Mix notes that workers in Right to Work states not only tend to have as much as $4,300 more purchasing power, but also are more likely to have health insurance:
"And if you look at the other 22 Right to Work states, you find when it relates to private sector job growth, when it relates to increase in private sector per-capita purchasing power, or adjusted for cost of living, you find those states are doing much better.
"So, there's lots of data out there that talks about this, including a study from the George Mason Department of Economics. They did a study when, adjusting wages for cost of living, they found workers in Right to Work states have about $2,300 more to spend than workers in forced-unionism states.

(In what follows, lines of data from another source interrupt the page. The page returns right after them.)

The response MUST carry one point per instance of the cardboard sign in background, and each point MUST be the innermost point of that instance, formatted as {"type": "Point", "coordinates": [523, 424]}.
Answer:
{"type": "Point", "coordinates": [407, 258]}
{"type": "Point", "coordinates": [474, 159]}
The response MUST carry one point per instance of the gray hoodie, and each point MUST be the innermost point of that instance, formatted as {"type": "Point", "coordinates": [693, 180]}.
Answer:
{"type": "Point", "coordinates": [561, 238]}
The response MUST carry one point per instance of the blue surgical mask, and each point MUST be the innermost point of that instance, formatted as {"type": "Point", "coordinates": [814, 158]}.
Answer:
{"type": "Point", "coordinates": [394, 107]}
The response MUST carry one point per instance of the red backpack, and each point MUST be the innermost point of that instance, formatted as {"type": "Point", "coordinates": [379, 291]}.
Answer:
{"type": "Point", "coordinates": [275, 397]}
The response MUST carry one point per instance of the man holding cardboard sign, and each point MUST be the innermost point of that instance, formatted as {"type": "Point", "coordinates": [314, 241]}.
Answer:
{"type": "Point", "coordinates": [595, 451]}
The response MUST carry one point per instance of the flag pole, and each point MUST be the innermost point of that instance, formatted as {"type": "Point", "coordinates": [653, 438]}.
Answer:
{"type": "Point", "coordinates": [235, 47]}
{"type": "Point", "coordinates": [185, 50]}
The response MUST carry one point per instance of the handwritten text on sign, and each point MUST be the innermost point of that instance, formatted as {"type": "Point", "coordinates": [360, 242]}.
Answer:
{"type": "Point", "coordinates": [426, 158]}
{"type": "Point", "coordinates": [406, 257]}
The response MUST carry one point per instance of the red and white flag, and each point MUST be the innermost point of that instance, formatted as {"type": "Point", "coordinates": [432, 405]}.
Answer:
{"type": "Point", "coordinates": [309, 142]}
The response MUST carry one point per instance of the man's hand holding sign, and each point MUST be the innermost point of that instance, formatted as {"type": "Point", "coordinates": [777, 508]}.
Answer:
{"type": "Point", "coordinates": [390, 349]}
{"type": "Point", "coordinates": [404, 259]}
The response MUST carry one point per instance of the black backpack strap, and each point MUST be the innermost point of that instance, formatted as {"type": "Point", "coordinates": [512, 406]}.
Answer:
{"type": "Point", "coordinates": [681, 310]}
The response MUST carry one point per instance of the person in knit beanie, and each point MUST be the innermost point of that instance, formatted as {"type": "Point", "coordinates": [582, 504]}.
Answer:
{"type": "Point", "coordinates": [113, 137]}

There just comes a time in every voters life when the two bit whore is just too darned expensive, and I do indeed apologize to whores who engaged in a far more honest and honorable profession than the plundering political class and their labor unions.
Americans are simple basic folks. They want to go to their neighborhood Thai dive where they find real value for their money. Government at all levels no longer even harbors the delusion of a decent bang for the buck.
Voters are finally beginning to see the union extortion racket, especially in public sector unions, for precisely what it is - a job killing, economy killing and a very costly taxpayer ripoff.
With so much suffering in America, it's downright arrogant and selfish of public sector employees to demand a perpetual license to steal from the taxpayers, many of whom are suffering profoundly themselves from the loss of jobs and benefits. They don't have a taxpayer funded slush fund to plunder.